The reason I bring it up is because of the comment a friend of this person made on a social media site. You see the person to whom I sent the gifts decided to put their own spin on the situation. Being overly dramatic that translated to a plea to friends asking advice along the lines of this, “Someone I used to be friends with sent be a gift and asked for nothing in return, I don’t know what to do, help.” I grant you that they embellished a bit, and many of the embellishments only bore a vague and distant resemblance to the truth, but that isn’t my point.
Some friends jumped on the band wagon and tried to pump up the drama, which is no doubt what this former friend wanted. One friend, however, made a lovely point that although wasted on this person was worth repeating. He said simply, “You have no control over what the person who sent the gift intended, or even a way of knowing what their intentions might have been. What you do have control over is how you decide to take it. No matter what they intended you have the means to accept it as a generous gesture.”
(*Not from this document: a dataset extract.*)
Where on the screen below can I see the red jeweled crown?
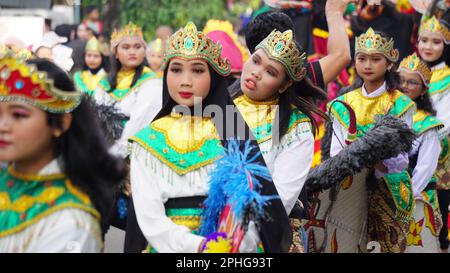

I think that fellow was pretty clever. His unspoken expansion was that if the gift was genuine then all is well. If it was intended as some sort of slight then you have turned a negative into a positive. It was sad to see his disappointment when they followed the letter of his advice, but not the spirit. The choice they made was to take it as an insult, turn it into a big dramatic event with them at the center and thank most of their friends for their support through this troubling event.
The whole situation reminds me of a couple of rules of life.
- You decide how people treat you.
- You seldom have the power to change others, but you do have the power to change yourself and how you react to others.
- No one can insult you without your cooperation. If you refuse to be insulted their best efforts will fail miserably.